The asking of staff happend across various industries in the country according to figures released by trade union Solidarity.
Solidarity’s research shows that employees in the mining industry are hit hardest with 36 companies that have been engaged in retrenchments during the past year, and with 29 261 employees facing retrenchment in the industry. Second worst off is the information and communication technology industry with 8 141 employees at six companies being affected by retrenchments.
In addition, 24 companies in the metal and engineering industry have announced retrenchment processes since April 2015 involving around 7 918 employees, while six companies and 835 employees in the chemical industry have been affected by retrenchments. For a detailed breakdown of the various processes, click here.
Solidarity General Secretary Gideon du Plessis said the number of workers eventually retrenched are but a drop in the ocean in comparison to the number of job opportunities lost in the wake of a formal retrenchment process. “For example, in the mining 1,7 job opportunities are created for every permanent appointment made created. In other words the moment such a person is retrenched, 1,7 jobs are lost. The situation in the manufacturing sector is much worse as four external jobs, including jobs at service providers, contractors and support services, are lost for every permanent job abolished.
Moreover, the number of employees accepting voluntary severance packages is increasing at an alarming rate as many employees have simply reached saturation point with having to work amid such uncertainty,” Du Plessis said.

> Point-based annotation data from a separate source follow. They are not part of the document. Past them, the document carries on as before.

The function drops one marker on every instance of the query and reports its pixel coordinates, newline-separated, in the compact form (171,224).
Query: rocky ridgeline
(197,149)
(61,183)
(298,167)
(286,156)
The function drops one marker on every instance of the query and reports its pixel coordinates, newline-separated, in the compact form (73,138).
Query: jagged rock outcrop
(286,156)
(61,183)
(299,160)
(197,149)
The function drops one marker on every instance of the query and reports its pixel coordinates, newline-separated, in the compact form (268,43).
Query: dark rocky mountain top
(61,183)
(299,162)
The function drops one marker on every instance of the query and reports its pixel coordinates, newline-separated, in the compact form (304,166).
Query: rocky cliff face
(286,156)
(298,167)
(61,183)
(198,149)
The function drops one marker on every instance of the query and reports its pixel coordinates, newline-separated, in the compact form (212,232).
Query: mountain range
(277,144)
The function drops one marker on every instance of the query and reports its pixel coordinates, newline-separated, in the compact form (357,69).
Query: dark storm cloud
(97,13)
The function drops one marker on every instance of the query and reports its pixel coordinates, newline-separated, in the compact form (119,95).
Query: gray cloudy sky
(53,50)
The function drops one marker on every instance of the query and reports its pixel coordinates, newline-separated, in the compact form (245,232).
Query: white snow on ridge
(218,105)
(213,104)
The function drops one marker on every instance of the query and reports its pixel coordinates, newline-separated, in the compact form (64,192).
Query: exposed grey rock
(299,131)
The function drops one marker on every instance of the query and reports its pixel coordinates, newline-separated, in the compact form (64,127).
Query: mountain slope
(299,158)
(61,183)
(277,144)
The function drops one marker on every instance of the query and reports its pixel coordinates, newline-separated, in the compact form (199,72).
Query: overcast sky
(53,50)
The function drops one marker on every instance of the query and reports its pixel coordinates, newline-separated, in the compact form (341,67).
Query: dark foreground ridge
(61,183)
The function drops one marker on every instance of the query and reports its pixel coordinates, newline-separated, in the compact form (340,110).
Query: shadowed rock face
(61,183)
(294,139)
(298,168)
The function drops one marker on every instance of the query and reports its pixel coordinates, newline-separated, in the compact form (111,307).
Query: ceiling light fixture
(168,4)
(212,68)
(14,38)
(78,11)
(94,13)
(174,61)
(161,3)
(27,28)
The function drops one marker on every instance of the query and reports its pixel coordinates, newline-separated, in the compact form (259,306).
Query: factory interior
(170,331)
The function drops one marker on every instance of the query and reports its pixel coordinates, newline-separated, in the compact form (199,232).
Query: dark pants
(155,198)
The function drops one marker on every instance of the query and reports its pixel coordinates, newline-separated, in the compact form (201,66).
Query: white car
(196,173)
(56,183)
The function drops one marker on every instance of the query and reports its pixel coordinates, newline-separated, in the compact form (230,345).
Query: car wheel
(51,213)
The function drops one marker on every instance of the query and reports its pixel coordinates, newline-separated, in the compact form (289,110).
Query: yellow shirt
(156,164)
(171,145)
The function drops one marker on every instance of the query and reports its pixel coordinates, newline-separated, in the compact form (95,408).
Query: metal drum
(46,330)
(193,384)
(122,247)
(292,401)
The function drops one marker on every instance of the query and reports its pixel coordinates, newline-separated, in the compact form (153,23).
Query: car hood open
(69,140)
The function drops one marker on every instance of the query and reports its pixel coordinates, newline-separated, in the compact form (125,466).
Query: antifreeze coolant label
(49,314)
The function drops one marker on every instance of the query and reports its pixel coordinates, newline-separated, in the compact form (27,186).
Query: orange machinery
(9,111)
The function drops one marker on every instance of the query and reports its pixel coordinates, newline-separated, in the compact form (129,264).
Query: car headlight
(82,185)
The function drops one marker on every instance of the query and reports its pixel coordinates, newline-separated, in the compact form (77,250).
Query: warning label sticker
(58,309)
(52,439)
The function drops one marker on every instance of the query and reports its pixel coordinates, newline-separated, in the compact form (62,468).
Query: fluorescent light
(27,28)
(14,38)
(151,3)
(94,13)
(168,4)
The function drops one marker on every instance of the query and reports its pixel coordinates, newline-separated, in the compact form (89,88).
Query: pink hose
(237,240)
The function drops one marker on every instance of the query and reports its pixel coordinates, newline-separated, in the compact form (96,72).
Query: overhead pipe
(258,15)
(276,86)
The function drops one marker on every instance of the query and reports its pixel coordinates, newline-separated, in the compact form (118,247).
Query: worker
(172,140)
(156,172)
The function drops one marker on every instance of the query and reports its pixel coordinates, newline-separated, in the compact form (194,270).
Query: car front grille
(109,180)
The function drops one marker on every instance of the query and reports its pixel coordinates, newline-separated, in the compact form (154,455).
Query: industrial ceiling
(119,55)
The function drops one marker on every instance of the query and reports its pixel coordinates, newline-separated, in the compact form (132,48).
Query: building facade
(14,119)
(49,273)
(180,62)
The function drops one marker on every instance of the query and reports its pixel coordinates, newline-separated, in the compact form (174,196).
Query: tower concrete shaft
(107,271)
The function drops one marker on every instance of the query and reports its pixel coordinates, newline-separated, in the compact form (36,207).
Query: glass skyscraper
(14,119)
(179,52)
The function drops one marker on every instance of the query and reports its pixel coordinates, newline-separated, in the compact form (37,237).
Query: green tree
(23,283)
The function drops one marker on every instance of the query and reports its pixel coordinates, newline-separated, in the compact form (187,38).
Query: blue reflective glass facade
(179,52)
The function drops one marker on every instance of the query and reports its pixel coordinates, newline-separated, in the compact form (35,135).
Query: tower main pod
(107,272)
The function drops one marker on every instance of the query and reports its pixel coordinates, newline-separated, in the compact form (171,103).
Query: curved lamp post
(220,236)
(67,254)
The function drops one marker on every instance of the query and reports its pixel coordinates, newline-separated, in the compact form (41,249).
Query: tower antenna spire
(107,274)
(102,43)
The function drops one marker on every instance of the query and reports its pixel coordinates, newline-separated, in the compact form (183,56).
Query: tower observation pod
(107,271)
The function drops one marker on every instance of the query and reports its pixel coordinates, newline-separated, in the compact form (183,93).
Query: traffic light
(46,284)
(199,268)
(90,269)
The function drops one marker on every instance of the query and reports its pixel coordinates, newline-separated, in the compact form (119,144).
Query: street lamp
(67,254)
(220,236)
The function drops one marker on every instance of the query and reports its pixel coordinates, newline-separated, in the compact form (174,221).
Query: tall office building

Solidarity Chief Executive Dr Dirk Hermann says that South Africa is in the midst of an almost perfect storm that is destroying jobs. Moreover, there is no sign that it will subside.
“The major factors that are fuelling the storm include unstable global conditions; Chinese surpluses; weaker local growth prospects; the changed structure of the labour market; and weak commodity prices. Political uncertainty sparked by the Nene debacle and political statements; systemic corruption and weakening investor confidence further contributed to the storm. To make matters worse new empowerment codes with totally unrealistic targets have been unilaterally announced for an already beleaguered mining industry,” Herman said.
Hermann added that in such a crisis the single most important intervention by government is to create a climate of investor and business confidence. “South Africa’s dilemma is that President Jacob Zuma himself has become a symbol of a lack of confidence. As a result it is virtually impossible for government to do the single most important thing to calm the storm, and that is to create confidence,” Hermann said.